Tuesday brings a slight chance of thunderstorms and a high of eighty-two. Sunrise is 6:06 AM and sunset 7:51 PM. The moon is a waning crescent with twenty-nine percent of its visible disk illuminated.
Common Council meets tonight at 6:30 PM.
On August 19, 1934, Germany selected Adolf Hitler by plebiscite as leader-chancellor. Here’s how the New York Times reported Germany’s descent into despotism the next day:
Berlin, Monday, Aug. 20 — Eighty-nine and nine-tenths per cent of the German voters endorsed in yesterday’s plebiscite Chancellor Hitler’s assumption of greater power than has ever been possessed by any other ruler in modern times. Nearly 10 per cent indicated their disapproval. The result was expected.

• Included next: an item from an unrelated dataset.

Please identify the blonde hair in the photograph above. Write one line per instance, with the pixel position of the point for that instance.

The German people were asked to vote whether they approved the consolidation of the offices of President and Chancellor in a single Leader-Chancellor personified by Adolf Hitler. By every appeal known to skillful politicians and with every argument to the contrary suppressed, they were asked to make their approval unanimous.
Nevertheless 10 per cent of the voters have admittedly braved possible consequences by answering “No” and nearly [text unreadable] made their answers, ineffective by spoiling the simplest of ballots. There was a plain short question and two circles, one labeled “Yes” and the other “No,” in one of which the voter had to make a cross. Yet there were nearly 1,000,000 spoiled ballots….
Google-a-Day asks a question about musical history:
What musical period is best described as an era of contrasts; e.g., between loud and soft, fast and slow?